Breaking News
light_mode
Beranda » Humaniora » Al-Hikam: Allah Tidak Menunggu Anda Selesai Sibuk

Al-Hikam: Allah Tidak Menunggu Anda Selesai Sibuk

  • account_circle redaktur
  • calendar_month 22 jam yang lalu
  • visibility 10
  • comment 0 komentar
  • print Cetak

info Atur ukuran teks artikel ini untuk mendapatkan pengalaman membaca terbaik.

albadarpost.com, HUMANIORA – Mendekat kepada Allah sering dianggap lebih mudah dilakukan ketika urusan dunia selesai. Banyak orang berkata, “Nanti kalau pekerjaan beres saya akan lebih rajin ibadah,” atau “Kalau ekonomi sudah stabil saya akan fokus kepada Allah.” Padahal menurut Al-Hikam karya Ibnu Athaillah As-Sakandari, cara berpikir seperti itu justru menjadi penghalang terbesar dalam perjalanan spiritual seseorang.

Dalam salah satu hikmahnya yang terkenal, Ibnu Athaillah menegaskan agar manusia tidak menunggu kesibukan dunia berakhir untuk meningkatkan kedekatan kepada Allah. Sebab, justru di dalam keadaan itulah Allah sedang menguji dan mendidik hamba-Nya.

Kesalahan yang Sering Tidak Disadari

Hidup manusia hampir tidak pernah benar-benar kosong dari urusan. Ketika masalah ekonomi selesai, muncul tanggung jawab keluarga. Setelah urusan keluarga mereda, pekerjaan datang silih berganti. Bahkan ketika seseorang pensiun, tubuh mulai menghadapi berbagai keterbatasan.

Karena itu, menunggu semua urusan selesai sebelum beribadah sama saja dengan menunggu sesuatu yang hampir tidak pernah datang.

Ibnu Athaillah berkata:

“لَا تَتَرَقَّبْ فَرَاغَ الْأَغْيَارِ فَإِنَّ ذَلِكَ يَقْطَعُكَ عَنْ وُجُودِ الْمُرَاقَبَةِ لَهُ فِيمَا هُوَ مُقِيمُكَ فِيهِ”
“Jangan menantikan selesainya berbagai urusan yang menghalangimu, karena hal itu akan memutusmu dari muraqabah kepada Allah dalam keadaan yang sedang Allah tempatkan untukmu.”

Pesan ini terasa sangat relevan pada zaman sekarang. Banyak orang menghabiskan waktu berjam-jam di depan layar, mengejar target pekerjaan, mengurus usaha, atau menyelesaikan berbagai kebutuhan hidup. Namun di sela-sela kesibukan itu, sering kali hati justru semakin jauh dari Allah.

Padahal Allah tidak meminta hamba-Nya menunggu keadaan ideal.

Sebaliknya, Allah menghendaki manusia mengingat-Nya dalam setiap kondisi.

Allah Menguji dalam Nikmat dan Kesulitan

Banyak orang mengira ujian hanya hadir dalam bentuk kesusahan. Padahal Al-Qur’an menjelaskan bahwa nikmat juga merupakan ujian.

Allah berfirman:

وَنَبْلُوكُمْ بِالشَّرِّ وَالْخَيْرِ فِتْنَةً وَإِلَيْنَا تُرْجَعُونَ

Artinya:

“Kami akan menguji kamu dengan keburukan dan kebaikan sebagai cobaan, dan kepada Kamilah kamu dikembalikan.” (QS. Al-Anbiya: 35)

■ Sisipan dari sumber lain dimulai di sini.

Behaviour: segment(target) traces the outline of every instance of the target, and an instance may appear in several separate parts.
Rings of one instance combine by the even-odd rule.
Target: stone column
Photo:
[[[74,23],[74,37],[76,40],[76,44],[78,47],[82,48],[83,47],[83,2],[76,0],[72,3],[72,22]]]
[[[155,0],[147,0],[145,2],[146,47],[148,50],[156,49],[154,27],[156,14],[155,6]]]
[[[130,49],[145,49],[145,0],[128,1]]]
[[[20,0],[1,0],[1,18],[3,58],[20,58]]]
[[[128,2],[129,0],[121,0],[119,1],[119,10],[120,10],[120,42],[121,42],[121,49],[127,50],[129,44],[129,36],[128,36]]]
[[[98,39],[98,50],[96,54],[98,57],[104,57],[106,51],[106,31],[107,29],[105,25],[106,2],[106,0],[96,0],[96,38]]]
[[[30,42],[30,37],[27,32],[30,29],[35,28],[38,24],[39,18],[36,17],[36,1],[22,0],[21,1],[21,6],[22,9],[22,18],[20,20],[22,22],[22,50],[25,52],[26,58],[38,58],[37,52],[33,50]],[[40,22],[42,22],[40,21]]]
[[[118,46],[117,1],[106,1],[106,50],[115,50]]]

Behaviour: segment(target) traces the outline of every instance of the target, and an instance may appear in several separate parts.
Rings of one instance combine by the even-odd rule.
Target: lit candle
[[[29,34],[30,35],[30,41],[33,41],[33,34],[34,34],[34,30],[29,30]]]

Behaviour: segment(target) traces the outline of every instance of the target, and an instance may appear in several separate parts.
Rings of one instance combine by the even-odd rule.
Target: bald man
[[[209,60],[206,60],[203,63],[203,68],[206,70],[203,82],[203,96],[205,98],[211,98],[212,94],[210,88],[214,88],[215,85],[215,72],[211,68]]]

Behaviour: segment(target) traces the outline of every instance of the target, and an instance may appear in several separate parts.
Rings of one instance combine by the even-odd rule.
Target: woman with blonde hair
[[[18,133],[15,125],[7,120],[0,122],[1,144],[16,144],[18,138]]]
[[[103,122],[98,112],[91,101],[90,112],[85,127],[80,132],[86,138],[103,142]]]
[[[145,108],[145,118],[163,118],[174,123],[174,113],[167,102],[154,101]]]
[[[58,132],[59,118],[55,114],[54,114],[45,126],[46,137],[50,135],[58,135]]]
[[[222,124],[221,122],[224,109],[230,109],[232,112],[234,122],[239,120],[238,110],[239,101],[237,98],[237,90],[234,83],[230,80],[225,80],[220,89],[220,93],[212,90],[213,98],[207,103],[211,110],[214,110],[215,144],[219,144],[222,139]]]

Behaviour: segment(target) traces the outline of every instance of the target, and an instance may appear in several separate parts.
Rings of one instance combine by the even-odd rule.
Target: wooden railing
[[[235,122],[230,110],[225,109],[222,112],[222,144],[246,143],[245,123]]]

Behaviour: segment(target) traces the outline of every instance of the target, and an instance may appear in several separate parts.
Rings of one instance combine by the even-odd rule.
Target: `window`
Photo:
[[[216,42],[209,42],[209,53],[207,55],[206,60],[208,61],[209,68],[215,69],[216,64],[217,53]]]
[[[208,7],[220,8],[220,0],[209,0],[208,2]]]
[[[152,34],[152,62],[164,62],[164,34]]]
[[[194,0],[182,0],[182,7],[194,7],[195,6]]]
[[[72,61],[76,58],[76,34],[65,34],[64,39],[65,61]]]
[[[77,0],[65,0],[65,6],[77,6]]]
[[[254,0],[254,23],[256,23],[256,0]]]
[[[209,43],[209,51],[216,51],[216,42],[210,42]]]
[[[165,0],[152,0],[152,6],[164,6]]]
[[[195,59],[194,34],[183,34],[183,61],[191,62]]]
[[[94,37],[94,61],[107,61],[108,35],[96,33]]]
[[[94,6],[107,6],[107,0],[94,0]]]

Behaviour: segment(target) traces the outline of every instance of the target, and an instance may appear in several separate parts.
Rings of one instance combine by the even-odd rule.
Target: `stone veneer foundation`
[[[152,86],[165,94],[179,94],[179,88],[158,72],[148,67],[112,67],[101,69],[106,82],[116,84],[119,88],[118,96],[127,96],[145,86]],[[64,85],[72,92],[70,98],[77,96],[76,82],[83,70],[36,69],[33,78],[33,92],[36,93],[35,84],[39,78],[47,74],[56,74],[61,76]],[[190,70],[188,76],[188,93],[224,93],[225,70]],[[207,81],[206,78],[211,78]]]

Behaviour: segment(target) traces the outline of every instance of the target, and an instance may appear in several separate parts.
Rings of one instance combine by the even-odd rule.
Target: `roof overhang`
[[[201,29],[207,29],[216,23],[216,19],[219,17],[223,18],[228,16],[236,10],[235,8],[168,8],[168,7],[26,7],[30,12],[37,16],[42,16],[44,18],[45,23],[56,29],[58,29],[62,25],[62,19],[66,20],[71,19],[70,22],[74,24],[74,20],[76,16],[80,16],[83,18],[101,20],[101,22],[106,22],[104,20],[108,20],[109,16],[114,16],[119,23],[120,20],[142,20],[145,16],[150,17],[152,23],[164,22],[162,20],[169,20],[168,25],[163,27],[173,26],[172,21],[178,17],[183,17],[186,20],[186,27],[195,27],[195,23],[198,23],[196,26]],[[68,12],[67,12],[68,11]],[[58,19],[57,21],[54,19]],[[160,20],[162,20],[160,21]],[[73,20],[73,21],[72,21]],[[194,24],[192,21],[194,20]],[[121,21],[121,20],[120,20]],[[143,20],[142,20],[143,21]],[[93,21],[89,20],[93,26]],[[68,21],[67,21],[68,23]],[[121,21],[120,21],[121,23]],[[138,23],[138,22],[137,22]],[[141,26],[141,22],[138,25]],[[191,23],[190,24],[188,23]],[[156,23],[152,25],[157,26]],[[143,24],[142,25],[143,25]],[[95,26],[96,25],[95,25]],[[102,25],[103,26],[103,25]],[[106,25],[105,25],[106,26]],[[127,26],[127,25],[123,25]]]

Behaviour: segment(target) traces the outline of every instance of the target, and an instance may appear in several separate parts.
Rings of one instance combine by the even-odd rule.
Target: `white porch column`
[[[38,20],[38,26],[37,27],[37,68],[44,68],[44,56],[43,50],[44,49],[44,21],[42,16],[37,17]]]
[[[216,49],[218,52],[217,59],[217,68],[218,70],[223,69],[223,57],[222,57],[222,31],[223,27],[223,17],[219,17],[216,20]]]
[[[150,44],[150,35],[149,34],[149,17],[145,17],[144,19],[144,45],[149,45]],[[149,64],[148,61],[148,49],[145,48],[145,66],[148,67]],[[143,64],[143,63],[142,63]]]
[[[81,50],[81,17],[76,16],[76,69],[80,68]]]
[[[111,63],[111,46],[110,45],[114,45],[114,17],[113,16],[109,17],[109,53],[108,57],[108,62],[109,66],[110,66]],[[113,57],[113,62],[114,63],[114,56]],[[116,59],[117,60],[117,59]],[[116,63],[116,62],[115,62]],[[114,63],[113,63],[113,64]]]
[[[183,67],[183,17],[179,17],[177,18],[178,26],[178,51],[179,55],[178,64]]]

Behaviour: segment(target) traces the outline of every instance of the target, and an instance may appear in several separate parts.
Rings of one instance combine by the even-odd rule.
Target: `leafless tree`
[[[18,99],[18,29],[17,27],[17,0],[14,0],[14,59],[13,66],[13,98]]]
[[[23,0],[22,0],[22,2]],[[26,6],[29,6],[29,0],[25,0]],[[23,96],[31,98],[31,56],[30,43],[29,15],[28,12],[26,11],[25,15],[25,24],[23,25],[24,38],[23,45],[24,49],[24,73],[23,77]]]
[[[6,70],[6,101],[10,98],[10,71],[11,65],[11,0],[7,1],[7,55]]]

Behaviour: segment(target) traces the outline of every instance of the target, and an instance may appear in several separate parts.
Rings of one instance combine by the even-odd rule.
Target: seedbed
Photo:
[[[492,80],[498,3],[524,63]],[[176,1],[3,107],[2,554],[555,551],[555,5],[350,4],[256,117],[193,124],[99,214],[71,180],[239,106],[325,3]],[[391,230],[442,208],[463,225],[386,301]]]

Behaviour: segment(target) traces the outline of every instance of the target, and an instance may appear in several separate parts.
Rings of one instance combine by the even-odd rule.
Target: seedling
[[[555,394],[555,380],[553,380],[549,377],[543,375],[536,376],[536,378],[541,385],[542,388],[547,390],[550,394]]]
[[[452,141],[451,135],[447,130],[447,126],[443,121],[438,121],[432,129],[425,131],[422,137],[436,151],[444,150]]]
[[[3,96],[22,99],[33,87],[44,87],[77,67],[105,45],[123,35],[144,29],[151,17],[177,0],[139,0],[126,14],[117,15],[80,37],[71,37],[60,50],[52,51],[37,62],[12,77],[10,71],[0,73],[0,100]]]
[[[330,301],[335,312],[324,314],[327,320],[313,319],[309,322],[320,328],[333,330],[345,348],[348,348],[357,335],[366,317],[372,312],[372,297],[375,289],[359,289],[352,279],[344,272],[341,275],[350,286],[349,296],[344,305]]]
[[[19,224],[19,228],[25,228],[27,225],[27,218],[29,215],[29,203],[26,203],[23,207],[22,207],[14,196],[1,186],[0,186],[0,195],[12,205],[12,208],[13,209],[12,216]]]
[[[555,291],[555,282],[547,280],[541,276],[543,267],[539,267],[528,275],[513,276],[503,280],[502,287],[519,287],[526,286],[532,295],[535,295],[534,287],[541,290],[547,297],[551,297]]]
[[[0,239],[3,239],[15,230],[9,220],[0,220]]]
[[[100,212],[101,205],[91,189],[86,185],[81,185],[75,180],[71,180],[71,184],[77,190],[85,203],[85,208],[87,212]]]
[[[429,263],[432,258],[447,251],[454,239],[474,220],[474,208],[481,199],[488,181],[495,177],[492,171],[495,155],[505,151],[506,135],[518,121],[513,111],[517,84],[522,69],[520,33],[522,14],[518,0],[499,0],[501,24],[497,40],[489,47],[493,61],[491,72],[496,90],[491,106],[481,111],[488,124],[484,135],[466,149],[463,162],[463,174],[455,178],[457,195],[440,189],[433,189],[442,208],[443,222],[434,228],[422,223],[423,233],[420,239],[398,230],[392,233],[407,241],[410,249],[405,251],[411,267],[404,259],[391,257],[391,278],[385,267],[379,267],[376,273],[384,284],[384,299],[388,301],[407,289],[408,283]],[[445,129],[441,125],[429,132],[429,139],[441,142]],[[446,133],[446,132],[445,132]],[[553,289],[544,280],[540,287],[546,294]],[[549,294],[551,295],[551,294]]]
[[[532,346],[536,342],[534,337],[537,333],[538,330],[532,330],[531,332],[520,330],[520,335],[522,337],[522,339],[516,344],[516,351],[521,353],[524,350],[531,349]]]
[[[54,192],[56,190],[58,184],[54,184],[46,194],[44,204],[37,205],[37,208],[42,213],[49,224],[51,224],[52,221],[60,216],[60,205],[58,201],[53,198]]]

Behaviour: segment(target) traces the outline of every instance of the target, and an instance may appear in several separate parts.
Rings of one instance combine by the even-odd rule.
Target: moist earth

Karena itu, sehat adalah ujian. Kaya adalah ujian. Jabatan adalah ujian. Bahkan waktu luang juga merupakan ujian.

Sebaliknya, sakit, kesempitan rezeki, kegagalan, dan kehilangan juga menjadi sarana Allah mengukur kualitas iman seorang hamba.

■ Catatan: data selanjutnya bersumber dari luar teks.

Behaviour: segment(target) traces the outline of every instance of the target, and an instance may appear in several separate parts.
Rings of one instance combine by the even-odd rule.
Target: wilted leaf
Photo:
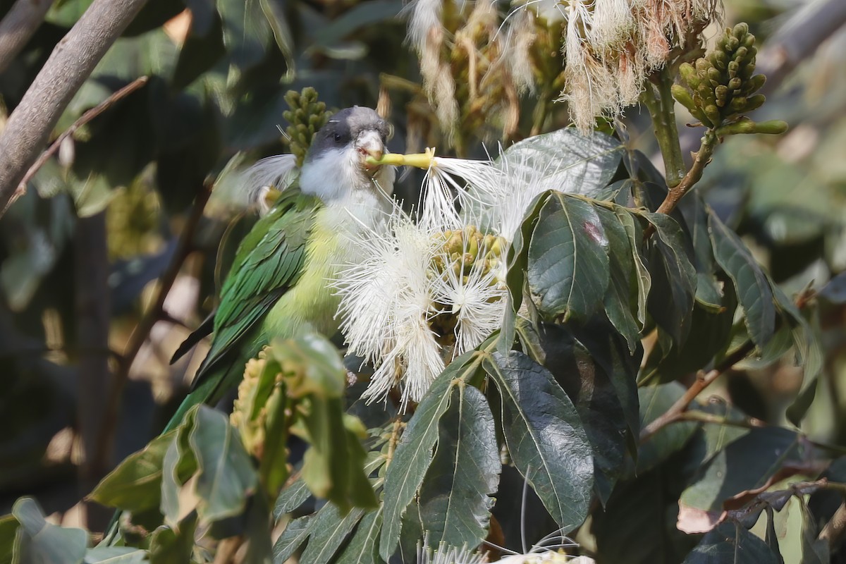
[[[200,406],[188,441],[197,459],[200,518],[212,522],[242,512],[258,476],[226,415]]]
[[[514,465],[563,533],[587,515],[591,443],[573,402],[552,375],[522,353],[494,353],[485,370],[502,397],[503,432]]]
[[[191,512],[174,527],[162,525],[150,536],[150,564],[184,564],[190,561],[197,514]]]
[[[144,450],[127,457],[88,497],[104,506],[132,512],[158,507],[164,457],[176,434],[174,429],[157,436]]]
[[[38,503],[30,497],[14,502],[12,515],[20,523],[21,562],[74,564],[81,562],[88,547],[88,534],[81,528],[52,525],[44,520]]]
[[[454,386],[420,486],[420,512],[430,545],[475,546],[482,541],[502,466],[487,401],[472,386]]]

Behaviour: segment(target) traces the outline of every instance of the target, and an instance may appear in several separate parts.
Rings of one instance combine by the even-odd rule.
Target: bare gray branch
[[[47,145],[59,116],[146,0],[94,0],[62,38],[0,134],[0,209]]]
[[[18,0],[0,21],[0,73],[20,52],[55,0]]]

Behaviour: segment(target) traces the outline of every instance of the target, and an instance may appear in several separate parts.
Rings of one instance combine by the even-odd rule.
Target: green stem
[[[670,93],[673,79],[666,67],[658,71],[657,78],[657,91],[652,85],[647,84],[640,100],[652,118],[655,137],[658,140],[661,156],[664,159],[667,186],[673,188],[678,186],[684,176],[684,161],[682,158],[681,144],[678,142],[676,114],[673,109],[674,102]]]

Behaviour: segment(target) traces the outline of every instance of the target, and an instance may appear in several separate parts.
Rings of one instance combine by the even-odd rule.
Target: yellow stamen
[[[435,161],[435,150],[427,148],[425,153],[402,155],[400,153],[387,153],[381,159],[368,156],[365,162],[369,165],[396,165],[398,167],[415,167],[428,169]]]

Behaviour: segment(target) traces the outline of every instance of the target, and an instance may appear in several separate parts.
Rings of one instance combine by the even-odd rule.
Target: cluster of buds
[[[475,226],[468,225],[462,229],[440,232],[435,238],[438,249],[431,259],[429,275],[438,278],[444,287],[454,291],[474,287],[481,282],[491,289],[505,289],[502,272],[503,252],[507,244],[502,237],[483,233]],[[502,293],[493,293],[486,300],[493,303],[502,298]],[[455,329],[460,320],[462,306],[460,298],[456,299],[454,295],[441,299],[436,294],[433,315],[428,322],[437,336],[438,343],[445,350],[451,350],[455,345]]]
[[[310,86],[302,92],[288,90],[285,101],[291,109],[282,116],[289,125],[285,135],[291,145],[291,153],[297,158],[297,167],[302,167],[305,153],[311,145],[311,138],[329,120],[326,104],[317,101],[317,90]]]
[[[673,96],[703,125],[712,129],[761,107],[764,96],[755,92],[764,85],[766,77],[754,74],[757,52],[755,36],[746,24],[727,29],[707,57],[679,67],[689,90],[673,85]]]
[[[515,19],[502,32],[492,0],[416,0],[410,11],[409,37],[420,56],[423,91],[448,140],[462,152],[470,134],[490,132],[492,123],[503,138],[512,136],[519,95],[533,84],[530,22]],[[527,32],[520,32],[524,24]]]

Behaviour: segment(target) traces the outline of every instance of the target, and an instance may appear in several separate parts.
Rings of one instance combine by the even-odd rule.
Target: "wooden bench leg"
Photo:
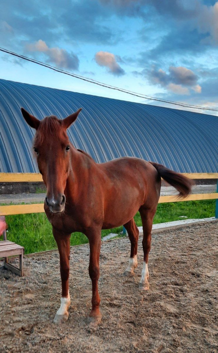
[[[24,252],[23,250],[22,251],[22,253],[21,255],[20,255],[20,275],[22,277],[23,277],[24,275],[24,269],[23,269],[23,263],[24,263]]]
[[[7,269],[8,270],[10,270],[10,271],[13,272],[14,273],[16,273],[16,275],[18,275],[18,276],[20,276],[21,277],[22,277],[24,275],[23,255],[23,250],[22,250],[22,253],[21,255],[19,255],[20,258],[19,268],[17,268],[17,267],[16,267],[13,265],[12,265],[11,264],[9,263],[7,257],[5,258],[5,260],[6,259],[7,259],[7,262],[5,261],[5,262],[4,263],[4,266],[5,268]]]

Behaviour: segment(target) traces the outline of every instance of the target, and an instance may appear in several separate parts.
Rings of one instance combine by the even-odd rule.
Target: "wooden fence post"
[[[217,192],[218,192],[218,179],[217,185]],[[216,200],[216,208],[215,210],[215,218],[218,218],[218,199]]]

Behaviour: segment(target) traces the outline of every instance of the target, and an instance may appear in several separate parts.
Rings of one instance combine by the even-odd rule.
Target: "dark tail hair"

Pertanyaannya bukan apakah seseorang sedang diuji atau tidak.

Pertanyaannya adalah bagaimana ia merespons ujian tersebut.

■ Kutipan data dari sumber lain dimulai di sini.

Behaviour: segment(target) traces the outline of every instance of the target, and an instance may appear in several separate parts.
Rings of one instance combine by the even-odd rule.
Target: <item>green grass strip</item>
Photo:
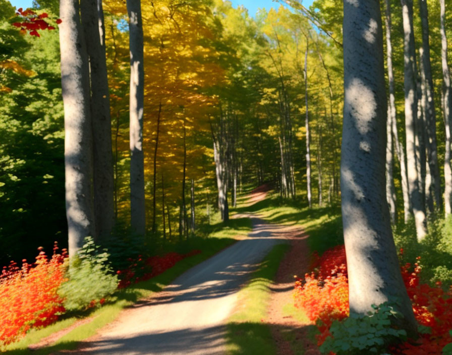
[[[235,242],[235,240],[227,238],[208,238],[203,240],[203,242],[195,242],[194,244],[197,245],[197,249],[201,250],[201,254],[183,259],[173,267],[152,279],[117,291],[114,295],[114,298],[110,303],[89,315],[93,318],[91,322],[77,327],[51,346],[33,351],[33,353],[48,355],[58,351],[76,348],[80,341],[94,335],[98,329],[115,320],[124,308],[141,299],[150,297],[154,292],[161,290],[185,271]],[[7,353],[14,355],[30,354],[31,351],[27,348],[29,345],[38,343],[46,336],[68,328],[77,320],[77,318],[72,317],[61,320],[41,329],[33,330],[20,341],[7,346],[5,350]]]
[[[228,321],[228,353],[274,355],[276,349],[270,327],[262,322],[267,315],[271,296],[269,286],[279,263],[289,248],[287,244],[276,245],[255,271],[248,284],[239,292],[240,309]]]

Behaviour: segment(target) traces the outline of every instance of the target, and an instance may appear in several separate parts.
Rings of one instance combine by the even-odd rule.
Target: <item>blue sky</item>
[[[144,0],[146,1],[146,0]],[[26,9],[31,6],[32,0],[10,0],[13,6],[17,9],[23,8]],[[277,8],[279,7],[279,4],[274,2],[272,0],[232,0],[233,6],[237,7],[238,5],[243,5],[248,9],[248,13],[252,16],[254,16],[257,9],[265,8],[267,10],[270,8]],[[303,5],[308,7],[312,4],[313,0],[303,0]]]
[[[243,5],[248,9],[248,14],[252,16],[254,16],[258,9],[265,8],[267,10],[270,8],[277,9],[280,4],[272,0],[230,0],[232,3],[233,6],[236,8],[238,5]],[[303,5],[308,7],[310,6],[313,0],[303,0]]]

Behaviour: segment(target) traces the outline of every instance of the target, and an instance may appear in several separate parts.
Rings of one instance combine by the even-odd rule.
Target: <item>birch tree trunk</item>
[[[190,188],[190,229],[192,234],[195,234],[195,182],[191,179]]]
[[[326,116],[326,109],[325,115]],[[317,122],[318,139],[317,142],[317,169],[318,172],[318,202],[319,207],[323,205],[323,192],[322,183],[322,150],[323,149],[323,138],[322,137],[322,126],[320,120]]]
[[[414,215],[418,241],[427,233],[425,213],[419,190],[419,178],[416,168],[416,120],[417,98],[416,75],[416,48],[413,30],[413,1],[401,0],[404,23],[404,88],[405,92],[405,133],[407,142],[407,165],[410,200]]]
[[[350,313],[397,305],[410,332],[416,322],[402,280],[385,189],[386,96],[377,0],[344,3],[345,101],[342,208]]]
[[[306,114],[305,119],[305,128],[306,130],[306,185],[308,195],[308,205],[309,208],[312,207],[311,192],[311,142],[309,133],[309,110],[308,106],[308,51],[309,41],[306,36],[306,50],[305,52],[305,66],[303,76],[305,79],[305,104],[306,106]]]
[[[93,184],[95,240],[109,236],[115,223],[111,118],[105,27],[101,0],[81,2],[80,14],[89,59],[90,112],[93,134]]]
[[[439,0],[441,24],[441,63],[442,67],[443,112],[445,128],[445,152],[444,157],[444,212],[452,213],[452,169],[450,167],[450,125],[452,124],[452,87],[450,73],[447,64],[447,39],[446,37],[444,0]]]
[[[422,45],[419,48],[420,62],[422,64],[421,77],[424,87],[423,100],[424,119],[425,122],[425,146],[427,148],[433,200],[436,208],[442,208],[441,198],[441,180],[439,178],[439,165],[438,163],[438,149],[436,144],[436,117],[435,112],[434,90],[432,78],[432,70],[429,41],[428,10],[427,0],[419,0],[421,24],[422,27]]]
[[[391,223],[397,222],[397,204],[396,200],[396,188],[394,186],[394,176],[392,172],[393,154],[392,122],[390,114],[390,107],[388,107],[387,122],[386,125],[386,135],[387,140],[386,145],[386,198],[389,208]]]
[[[163,222],[163,240],[165,241],[166,239],[166,226],[165,223],[165,186],[163,174],[161,174],[161,215]]]
[[[388,120],[391,122],[392,136],[394,138],[394,146],[400,164],[402,195],[404,198],[404,217],[406,223],[410,216],[410,194],[408,191],[408,181],[405,162],[405,153],[403,145],[399,141],[397,130],[397,112],[396,110],[396,99],[394,96],[394,74],[392,71],[392,45],[391,43],[391,4],[389,0],[385,0],[386,27],[386,63],[387,64],[388,81],[389,82],[389,107]]]
[[[140,0],[127,0],[130,51],[130,224],[134,233],[146,232],[143,111],[144,96],[143,23]]]
[[[155,189],[157,187],[157,149],[158,148],[158,136],[160,133],[160,116],[161,113],[161,99],[158,105],[158,113],[157,114],[157,133],[155,135],[155,147],[154,148],[154,185],[152,191],[152,232],[155,233],[157,228],[155,223]],[[162,183],[163,184],[163,183]],[[163,217],[164,220],[164,217]],[[164,222],[164,220],[163,221]]]
[[[65,111],[65,172],[69,255],[94,235],[92,127],[88,55],[77,0],[61,0],[61,84]]]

Apakah ia semakin dekat kepada Allah atau justru semakin jauh?

Jangan Menunggu Besok

Sahabat Nabi, Abdullah bin Umar radhiyallahu anhuma, pernah memberikan nasihat yang sangat terkenal.

Beliau berkata:

“Jika engkau berada pada waktu sore, jangan menunggu pagi. Jika engkau berada pada waktu pagi, jangan menunggu sore. Ambillah dari sehatmu untuk sakitmu dan dari hidupmu untuk matimu.”

Nasihat ini mengajarkan pentingnya memanfaatkan kesempatan yang ada saat ini.

Sebab tidak ada seorang pun yang mengetahui apakah ia masih memiliki kesempatan esok hari.

Di sebuah masjid kampung, misalnya, sering terlihat jamaah yang baru tiba beberapa menit sebelum iqamah. Ada yang masih mengenakan pakaian kerja. Ada yang datang dengan wajah lelah setelah seharian beraktivitas. Bahkan terkadang suara notifikasi ponsel masih terdengar sesaat sebelum saf dirapikan.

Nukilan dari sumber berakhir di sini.